Inżynierzy z Audi są jednymi z pionierów w konstruowaniu dwusprzęgłowej automatycznej skrzyni biegów. Sprawdzimy, jak funkcjonuje to rozwiązanie w najnowszej odsłonie sportowej limuzyny z serii A7.
Jeżeli przyjrzymy się palecie jednostek napędowych jakie daje nam do wyboru Audi w nowym A7, szybko zauważymy, że praktycznie wszystkie są sprzężone z automatyczną skrzynią biegów S tronic. Ten model zautomatyzowanej przekładni działa na zasadzie “dwóch skrzyni w jednej”, czyli jedna przekładnia odpowiada za biegi “parzyste”, a druga za “nieparzyste”. Rozwiązanie to gwarantuje niezwykle płynne przełączanie biegów, bez szarpaniny między zmianami i przyjemnym kopniakiem tylko na starcie. Skrzynia ta idealnie współgra ze sportowym charakterem auta, pozwalając mu na dynamiczną jazdę nawet na autostradzie, jednocześnie pozwalając na przyjemną i komfortową jazdę w mieście. Niemieccy konstruktorzy zastosowali też podwójny obieg hydrauliczny, który znacznie podniósł maksymalny moment obrotowy.

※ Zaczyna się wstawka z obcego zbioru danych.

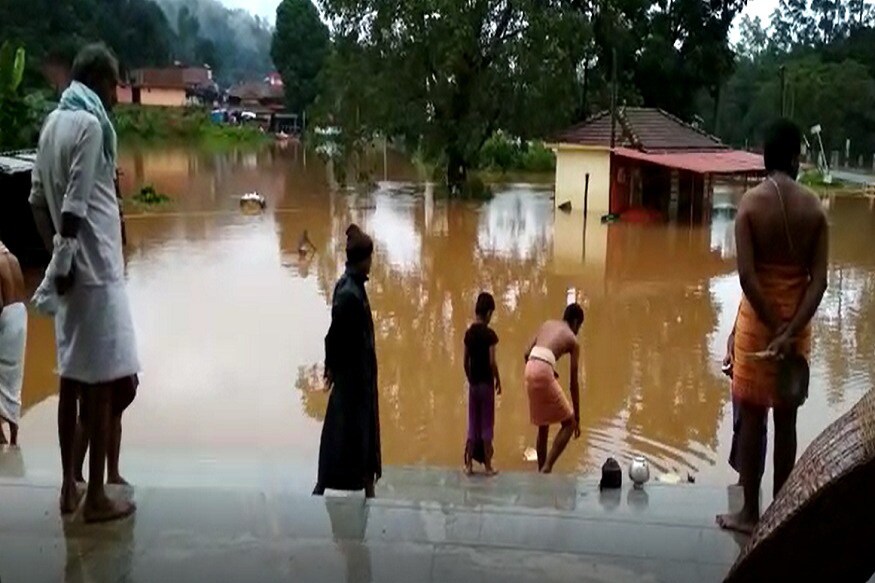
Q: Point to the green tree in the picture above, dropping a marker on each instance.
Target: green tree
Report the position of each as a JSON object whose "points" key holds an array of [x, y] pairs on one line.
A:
{"points": [[301, 44], [13, 108], [444, 76]]}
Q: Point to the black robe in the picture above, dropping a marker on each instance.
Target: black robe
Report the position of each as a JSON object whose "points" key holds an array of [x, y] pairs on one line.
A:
{"points": [[350, 448]]}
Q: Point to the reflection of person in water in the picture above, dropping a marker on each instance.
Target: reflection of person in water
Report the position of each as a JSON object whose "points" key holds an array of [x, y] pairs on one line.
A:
{"points": [[91, 558], [305, 245], [349, 523]]}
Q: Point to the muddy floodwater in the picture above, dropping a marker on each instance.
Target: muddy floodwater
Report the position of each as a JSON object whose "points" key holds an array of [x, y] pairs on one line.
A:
{"points": [[231, 321]]}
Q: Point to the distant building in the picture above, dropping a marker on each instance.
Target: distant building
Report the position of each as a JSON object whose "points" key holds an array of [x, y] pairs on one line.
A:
{"points": [[658, 164], [258, 96], [274, 79], [175, 86]]}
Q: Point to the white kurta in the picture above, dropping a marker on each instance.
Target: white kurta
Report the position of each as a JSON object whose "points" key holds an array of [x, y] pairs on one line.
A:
{"points": [[94, 330], [13, 337]]}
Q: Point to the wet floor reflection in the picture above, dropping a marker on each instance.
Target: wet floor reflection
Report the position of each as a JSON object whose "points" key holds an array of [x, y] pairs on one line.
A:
{"points": [[231, 317]]}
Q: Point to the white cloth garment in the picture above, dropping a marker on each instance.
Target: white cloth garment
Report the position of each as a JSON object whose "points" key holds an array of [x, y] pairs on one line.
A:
{"points": [[544, 355], [94, 329], [45, 300], [13, 337]]}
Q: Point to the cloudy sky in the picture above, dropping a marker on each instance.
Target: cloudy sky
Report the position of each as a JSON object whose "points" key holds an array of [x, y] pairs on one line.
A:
{"points": [[267, 8]]}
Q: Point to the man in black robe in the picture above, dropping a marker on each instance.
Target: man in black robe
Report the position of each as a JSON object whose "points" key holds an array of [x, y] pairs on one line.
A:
{"points": [[349, 454]]}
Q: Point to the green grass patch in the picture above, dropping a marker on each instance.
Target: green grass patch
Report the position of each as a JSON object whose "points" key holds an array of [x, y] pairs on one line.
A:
{"points": [[141, 124], [148, 196]]}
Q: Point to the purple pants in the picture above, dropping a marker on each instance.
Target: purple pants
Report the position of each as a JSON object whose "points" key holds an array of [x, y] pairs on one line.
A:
{"points": [[481, 417]]}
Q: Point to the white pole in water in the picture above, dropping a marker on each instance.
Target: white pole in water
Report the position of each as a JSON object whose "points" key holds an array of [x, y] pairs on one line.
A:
{"points": [[570, 296]]}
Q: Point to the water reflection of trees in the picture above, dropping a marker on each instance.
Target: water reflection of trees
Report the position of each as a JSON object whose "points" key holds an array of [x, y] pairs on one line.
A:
{"points": [[844, 330], [648, 384], [648, 360]]}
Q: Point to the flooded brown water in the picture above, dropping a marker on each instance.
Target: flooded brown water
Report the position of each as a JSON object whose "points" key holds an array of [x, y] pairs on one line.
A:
{"points": [[231, 323]]}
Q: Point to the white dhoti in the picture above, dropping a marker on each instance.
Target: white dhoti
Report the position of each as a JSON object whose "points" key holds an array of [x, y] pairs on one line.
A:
{"points": [[13, 337], [94, 331]]}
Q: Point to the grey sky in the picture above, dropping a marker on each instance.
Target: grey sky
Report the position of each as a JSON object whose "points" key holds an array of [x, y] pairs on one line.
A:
{"points": [[267, 8], [263, 8]]}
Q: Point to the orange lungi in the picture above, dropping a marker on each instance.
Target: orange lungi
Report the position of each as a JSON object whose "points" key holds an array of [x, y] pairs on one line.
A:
{"points": [[547, 402], [754, 380]]}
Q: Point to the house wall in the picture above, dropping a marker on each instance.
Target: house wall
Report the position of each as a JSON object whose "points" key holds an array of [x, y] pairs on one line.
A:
{"points": [[573, 163], [124, 94], [165, 97]]}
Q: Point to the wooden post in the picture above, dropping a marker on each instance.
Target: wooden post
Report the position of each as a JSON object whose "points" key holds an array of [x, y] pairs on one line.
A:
{"points": [[613, 98], [585, 199], [385, 159]]}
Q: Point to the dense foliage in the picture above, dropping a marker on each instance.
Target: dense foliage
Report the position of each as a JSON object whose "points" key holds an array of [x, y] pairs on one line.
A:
{"points": [[20, 112], [446, 76], [234, 42], [300, 46], [825, 51], [142, 33]]}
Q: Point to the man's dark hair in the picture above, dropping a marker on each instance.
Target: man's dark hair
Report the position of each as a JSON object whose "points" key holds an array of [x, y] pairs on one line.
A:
{"points": [[573, 314], [94, 64], [485, 304], [782, 146]]}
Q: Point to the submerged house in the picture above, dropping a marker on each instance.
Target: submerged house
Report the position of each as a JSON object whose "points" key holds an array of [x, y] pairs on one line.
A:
{"points": [[176, 86], [659, 166], [17, 228]]}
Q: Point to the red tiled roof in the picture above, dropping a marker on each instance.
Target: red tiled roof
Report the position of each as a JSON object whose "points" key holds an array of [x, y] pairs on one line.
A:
{"points": [[256, 91], [171, 77], [703, 162], [646, 129]]}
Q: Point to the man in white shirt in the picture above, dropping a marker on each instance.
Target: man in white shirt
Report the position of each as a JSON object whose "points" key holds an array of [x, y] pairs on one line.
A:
{"points": [[73, 195]]}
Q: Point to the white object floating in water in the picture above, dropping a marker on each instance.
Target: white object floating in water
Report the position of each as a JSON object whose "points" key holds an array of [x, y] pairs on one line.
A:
{"points": [[639, 471], [570, 296], [253, 198], [669, 478]]}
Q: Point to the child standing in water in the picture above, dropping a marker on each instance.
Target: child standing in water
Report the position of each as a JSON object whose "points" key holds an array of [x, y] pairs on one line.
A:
{"points": [[483, 384]]}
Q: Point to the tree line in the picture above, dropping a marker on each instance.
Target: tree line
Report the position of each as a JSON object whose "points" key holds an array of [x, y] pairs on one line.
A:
{"points": [[444, 77], [815, 62], [142, 33]]}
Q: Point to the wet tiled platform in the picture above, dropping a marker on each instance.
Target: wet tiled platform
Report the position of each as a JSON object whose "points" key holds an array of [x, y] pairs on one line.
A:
{"points": [[427, 525]]}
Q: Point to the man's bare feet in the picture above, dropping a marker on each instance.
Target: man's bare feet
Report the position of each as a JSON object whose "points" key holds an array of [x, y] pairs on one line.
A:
{"points": [[105, 510], [117, 480], [71, 496], [739, 522]]}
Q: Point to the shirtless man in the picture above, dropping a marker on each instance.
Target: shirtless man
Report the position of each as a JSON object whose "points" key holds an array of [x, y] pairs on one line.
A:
{"points": [[13, 333], [547, 402], [782, 240]]}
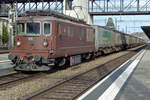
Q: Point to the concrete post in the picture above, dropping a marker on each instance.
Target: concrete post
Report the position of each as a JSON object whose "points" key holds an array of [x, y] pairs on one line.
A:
{"points": [[79, 10]]}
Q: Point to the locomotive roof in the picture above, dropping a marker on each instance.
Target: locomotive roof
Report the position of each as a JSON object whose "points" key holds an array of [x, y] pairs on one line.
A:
{"points": [[51, 14]]}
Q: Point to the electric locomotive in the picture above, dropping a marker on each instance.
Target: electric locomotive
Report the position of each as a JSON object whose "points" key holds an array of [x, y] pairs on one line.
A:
{"points": [[47, 39]]}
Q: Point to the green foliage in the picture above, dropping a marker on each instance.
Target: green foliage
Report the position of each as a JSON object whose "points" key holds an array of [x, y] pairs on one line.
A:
{"points": [[5, 37]]}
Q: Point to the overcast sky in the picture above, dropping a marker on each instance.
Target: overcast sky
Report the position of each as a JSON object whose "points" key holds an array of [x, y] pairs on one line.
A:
{"points": [[129, 24]]}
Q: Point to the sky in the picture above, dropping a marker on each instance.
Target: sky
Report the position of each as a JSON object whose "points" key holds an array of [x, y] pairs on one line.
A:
{"points": [[125, 23]]}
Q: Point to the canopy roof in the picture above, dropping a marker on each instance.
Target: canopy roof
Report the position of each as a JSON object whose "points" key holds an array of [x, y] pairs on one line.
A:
{"points": [[146, 29]]}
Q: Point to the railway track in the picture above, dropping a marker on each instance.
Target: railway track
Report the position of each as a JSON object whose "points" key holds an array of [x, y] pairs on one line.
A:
{"points": [[71, 88], [13, 78]]}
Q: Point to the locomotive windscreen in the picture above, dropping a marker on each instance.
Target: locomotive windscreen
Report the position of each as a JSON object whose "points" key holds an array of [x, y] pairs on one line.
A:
{"points": [[20, 28], [33, 28]]}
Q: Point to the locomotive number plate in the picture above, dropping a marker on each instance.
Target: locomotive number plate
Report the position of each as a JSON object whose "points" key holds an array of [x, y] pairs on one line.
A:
{"points": [[30, 38]]}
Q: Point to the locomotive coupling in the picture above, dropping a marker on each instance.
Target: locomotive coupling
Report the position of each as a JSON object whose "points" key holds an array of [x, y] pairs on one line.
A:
{"points": [[12, 56]]}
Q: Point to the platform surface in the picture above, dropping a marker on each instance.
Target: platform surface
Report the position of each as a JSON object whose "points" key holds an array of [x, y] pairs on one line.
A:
{"points": [[130, 81], [138, 85]]}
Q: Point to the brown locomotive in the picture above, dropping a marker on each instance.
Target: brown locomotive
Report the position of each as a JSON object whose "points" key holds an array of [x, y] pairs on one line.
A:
{"points": [[46, 39]]}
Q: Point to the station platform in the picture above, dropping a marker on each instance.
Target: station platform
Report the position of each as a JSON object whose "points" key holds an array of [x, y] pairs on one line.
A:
{"points": [[131, 81]]}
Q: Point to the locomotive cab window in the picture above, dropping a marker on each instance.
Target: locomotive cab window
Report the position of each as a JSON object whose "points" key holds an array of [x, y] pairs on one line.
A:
{"points": [[47, 28], [20, 28], [33, 28]]}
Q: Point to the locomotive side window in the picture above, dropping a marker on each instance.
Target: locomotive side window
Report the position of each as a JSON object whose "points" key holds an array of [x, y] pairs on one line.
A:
{"points": [[47, 28], [20, 28], [33, 28]]}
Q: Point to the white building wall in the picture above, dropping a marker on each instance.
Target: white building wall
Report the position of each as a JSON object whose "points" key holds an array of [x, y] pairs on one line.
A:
{"points": [[80, 10]]}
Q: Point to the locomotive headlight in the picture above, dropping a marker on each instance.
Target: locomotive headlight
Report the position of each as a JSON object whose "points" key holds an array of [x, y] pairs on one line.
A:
{"points": [[45, 43], [18, 43]]}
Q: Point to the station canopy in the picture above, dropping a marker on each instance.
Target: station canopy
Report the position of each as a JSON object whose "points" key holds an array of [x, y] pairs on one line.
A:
{"points": [[25, 1], [146, 29]]}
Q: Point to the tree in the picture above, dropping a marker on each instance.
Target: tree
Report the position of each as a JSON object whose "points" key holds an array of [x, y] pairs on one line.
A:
{"points": [[5, 37]]}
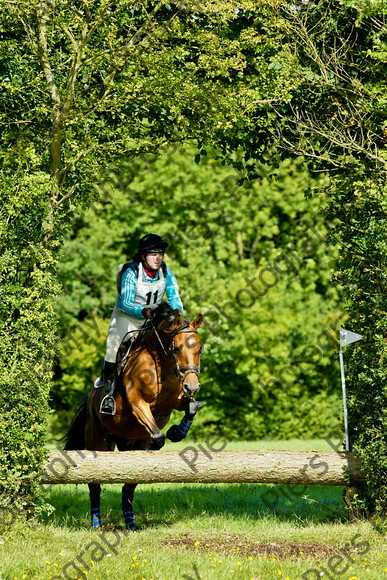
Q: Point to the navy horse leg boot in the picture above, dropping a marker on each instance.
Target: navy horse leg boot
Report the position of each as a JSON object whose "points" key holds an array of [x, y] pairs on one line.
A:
{"points": [[108, 404]]}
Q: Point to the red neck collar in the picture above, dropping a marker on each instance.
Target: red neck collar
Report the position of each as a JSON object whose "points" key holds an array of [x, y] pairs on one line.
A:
{"points": [[148, 271]]}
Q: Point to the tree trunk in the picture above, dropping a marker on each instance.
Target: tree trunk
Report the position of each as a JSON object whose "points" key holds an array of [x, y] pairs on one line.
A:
{"points": [[203, 464]]}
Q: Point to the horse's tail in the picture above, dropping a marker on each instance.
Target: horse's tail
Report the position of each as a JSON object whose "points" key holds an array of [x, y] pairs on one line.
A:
{"points": [[75, 436]]}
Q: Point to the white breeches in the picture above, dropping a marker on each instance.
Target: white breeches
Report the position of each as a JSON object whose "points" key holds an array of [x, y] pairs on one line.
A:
{"points": [[120, 324]]}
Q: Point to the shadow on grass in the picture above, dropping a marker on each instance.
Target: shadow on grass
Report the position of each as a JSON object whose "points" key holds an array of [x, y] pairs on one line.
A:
{"points": [[166, 504]]}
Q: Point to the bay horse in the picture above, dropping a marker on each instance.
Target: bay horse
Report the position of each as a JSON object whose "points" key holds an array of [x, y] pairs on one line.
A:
{"points": [[156, 373]]}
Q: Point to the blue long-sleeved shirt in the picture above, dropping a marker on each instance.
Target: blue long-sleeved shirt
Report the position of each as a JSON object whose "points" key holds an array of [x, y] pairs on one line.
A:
{"points": [[128, 290]]}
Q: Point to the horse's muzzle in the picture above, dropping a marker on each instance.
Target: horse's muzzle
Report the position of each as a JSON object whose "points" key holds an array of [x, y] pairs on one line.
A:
{"points": [[191, 390]]}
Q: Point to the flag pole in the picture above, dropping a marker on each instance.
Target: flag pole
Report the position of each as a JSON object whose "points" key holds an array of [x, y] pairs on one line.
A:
{"points": [[344, 398], [346, 337]]}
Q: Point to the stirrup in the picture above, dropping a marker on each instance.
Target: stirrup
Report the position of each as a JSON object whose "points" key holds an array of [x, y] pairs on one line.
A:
{"points": [[108, 412]]}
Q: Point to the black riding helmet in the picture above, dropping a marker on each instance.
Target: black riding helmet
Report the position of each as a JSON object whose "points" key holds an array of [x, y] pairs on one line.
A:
{"points": [[150, 243]]}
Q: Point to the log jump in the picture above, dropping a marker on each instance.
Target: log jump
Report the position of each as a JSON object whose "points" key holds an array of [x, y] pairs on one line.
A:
{"points": [[194, 466]]}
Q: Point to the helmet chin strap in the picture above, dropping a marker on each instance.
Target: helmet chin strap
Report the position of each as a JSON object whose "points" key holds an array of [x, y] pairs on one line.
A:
{"points": [[148, 265]]}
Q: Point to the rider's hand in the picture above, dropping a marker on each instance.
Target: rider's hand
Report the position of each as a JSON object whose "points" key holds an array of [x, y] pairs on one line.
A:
{"points": [[147, 313]]}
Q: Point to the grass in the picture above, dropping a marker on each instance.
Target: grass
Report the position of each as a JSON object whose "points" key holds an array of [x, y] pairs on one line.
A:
{"points": [[199, 531]]}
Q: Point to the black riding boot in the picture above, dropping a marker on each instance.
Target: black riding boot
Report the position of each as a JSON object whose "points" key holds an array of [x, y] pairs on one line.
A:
{"points": [[108, 404]]}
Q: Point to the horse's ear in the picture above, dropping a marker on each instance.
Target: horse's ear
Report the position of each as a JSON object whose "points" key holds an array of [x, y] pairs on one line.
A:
{"points": [[198, 321]]}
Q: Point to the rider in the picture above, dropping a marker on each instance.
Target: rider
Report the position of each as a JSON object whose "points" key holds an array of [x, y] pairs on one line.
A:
{"points": [[141, 284]]}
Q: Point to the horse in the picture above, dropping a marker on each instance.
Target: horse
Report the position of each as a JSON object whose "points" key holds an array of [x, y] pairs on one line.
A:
{"points": [[156, 372]]}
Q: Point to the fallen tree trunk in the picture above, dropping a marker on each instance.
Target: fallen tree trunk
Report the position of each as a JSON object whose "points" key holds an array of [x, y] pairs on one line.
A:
{"points": [[202, 465]]}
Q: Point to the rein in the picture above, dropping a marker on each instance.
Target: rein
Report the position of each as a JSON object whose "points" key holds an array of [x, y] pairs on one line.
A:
{"points": [[180, 371]]}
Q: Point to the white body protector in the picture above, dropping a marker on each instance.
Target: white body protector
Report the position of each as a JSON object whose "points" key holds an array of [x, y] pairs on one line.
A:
{"points": [[147, 295]]}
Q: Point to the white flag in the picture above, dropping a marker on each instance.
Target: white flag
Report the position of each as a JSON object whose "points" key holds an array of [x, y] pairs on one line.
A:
{"points": [[347, 337]]}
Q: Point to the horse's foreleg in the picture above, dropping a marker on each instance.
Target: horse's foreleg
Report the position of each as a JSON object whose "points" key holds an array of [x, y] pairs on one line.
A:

Producent gwarantuje zużycie paliwa niższe, aż o 10-15% w porównaniu ze skrzynią manualną, co naprawdę robi wrażenie. Ciekawostką jest, że czas przełączenia biegu wynosi niewyobrażalnie mało bowiem 0,015 sekundy! Wszystko to sprawa, że automat S tronic cieszy się zaufaniem i popularnością w segmencie aut premium. Dużą wadą są na pewno koszty wizyty u mechanika. Najczęściej usterki są związane z mechatroniką, czyli elektroniką samochodu. W większości przypadków usterki te związane są ze zwyczajną eksploatacją urządzenia. Koszty naprawy mogą wynieść nawet kilka tysięcy złotych, dlatego warto pomyśleć o regeneracji skrzyni biegów i przeprowadzić ją w fachowym warsztacie. Po przejechaniu 200tys kilometrów może też dojść do usterki “dwumasy”.
Podsumowując, automatyczna skrzynia biegów w nowym A7 to naprawdę kawał dobrej i solidnej roboty pod szyldem Audi. Jedyne o czym musimy pamiętać to wysokie koszty napraw, ale nie zepsuje to z pewnością wrażeń podczas jazdy.